Moretta L, Ciccone E, Mingari M C, Bottino C, Ferrini S, Tambussi G, Melioli G, Grossi C E, Moretta A
Istituto Nazionale per la Ricerca sul Cancro, Genova, Italy.
Clin Immunol Immunopathol. 1989 Jan;50(1 Pt 2):S117-23. doi: 10.1016/0090-1229(89)90118-9.

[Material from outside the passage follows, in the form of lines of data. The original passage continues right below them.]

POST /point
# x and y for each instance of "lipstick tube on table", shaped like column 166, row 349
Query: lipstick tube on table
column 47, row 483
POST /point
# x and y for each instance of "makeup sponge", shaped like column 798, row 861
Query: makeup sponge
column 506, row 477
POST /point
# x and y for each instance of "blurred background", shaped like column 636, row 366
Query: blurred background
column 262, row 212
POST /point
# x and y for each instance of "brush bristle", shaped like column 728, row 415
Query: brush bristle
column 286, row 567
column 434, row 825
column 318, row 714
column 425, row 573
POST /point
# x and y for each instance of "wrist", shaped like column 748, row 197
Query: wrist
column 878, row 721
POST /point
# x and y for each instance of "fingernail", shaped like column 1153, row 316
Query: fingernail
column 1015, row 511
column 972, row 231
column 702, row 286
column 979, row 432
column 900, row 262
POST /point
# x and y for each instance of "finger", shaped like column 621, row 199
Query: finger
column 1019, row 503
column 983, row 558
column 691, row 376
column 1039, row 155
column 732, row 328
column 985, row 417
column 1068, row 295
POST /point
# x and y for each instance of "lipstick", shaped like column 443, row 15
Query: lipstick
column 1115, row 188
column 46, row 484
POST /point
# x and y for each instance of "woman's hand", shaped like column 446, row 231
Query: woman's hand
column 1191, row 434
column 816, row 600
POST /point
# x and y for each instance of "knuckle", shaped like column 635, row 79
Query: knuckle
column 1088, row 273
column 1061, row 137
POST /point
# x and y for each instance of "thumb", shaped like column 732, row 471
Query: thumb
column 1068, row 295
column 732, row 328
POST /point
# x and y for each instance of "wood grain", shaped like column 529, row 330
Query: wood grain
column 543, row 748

The majority of mature T lymphocytes express CD3-associated antigen receptor molecules (TCR) formed by alpha and beta chains. Recently, a minor subset has been identified that expresses a different CD3-associated heterodimer composed of gamma and delta chains. The TCR gamma/delta+ cell subset differs from conventional T cells for a number of phenotypic and functional characteristics. The simultaneous lack of both CD4 and CD8 antigens allows to greatly enrich TCR gamma/delta+ cells (by monoclonal antibodies and complement). Cloning of CD4-8- peripheral blood lymphocytes, under limiting dilution conditions, revealed that they are homogeneously composed of cytolytic cells which, in most instances, lyse tumor target cells. The formal proof has been provided that TCR gamma/delta+ cells are able to recognize antigens. Indeed they proliferated in response to allogeneic cells in mixed lymphocyte culture (MLC) and MLC-derived TCR gamma/delta+ cells specifically lysed PHA-induced blast cells bearing the stimulating alloantigens. The use of different monoclonal antibodies specific for TCR gamma/delta molecules allowed to identify two distinct subsets which bound BB3 and delta-TCS-1 mAbs, respectively. The BB3-reactive TCR molecules were represented by C gamma 1-encoded disulfide-linked heterodimers, whereas delta-TCS-1 reacted with C gamma 2-encoded nondisulfide-linked molecules. Both BB3 and delta-TCS-1 mAb induced activation of cloned cells expressing the corresponding antigenic determinants (as assessed by measurements of intracellular Ca2+ and lymphokine production or cytolytic activity). Analysis of the unfrequent delta-TCS-1+ clones which express surface CD8 molecules revealed that the "heavy" 55 kDa form of (C gamma 2-encoded) gamma chain is selectively expressed by this cell type. Analysis of the distribution of subsets expressing different TCR gamma/delta isotypes showed that the C gamma 1-encoded, BB3-reactive form is prevalent in the peripheral blood, but virtually absent in the thymus. In contrast, cells expressing the C gamma 2-encoded, delta-TCS-1 reactive form are relatively unfrequent in peripheral blood, but represent the majority of TCR gamma/delta+ thymocytes. In addition, upon culture in rIL-2, approximately half of the delta-TCS-1+ thymocytes expressed CD8 antigen, thus providing further evidence that major differences exist in the distribution of TCR gamma/delta+ subsets in thymus and in peripheral blood.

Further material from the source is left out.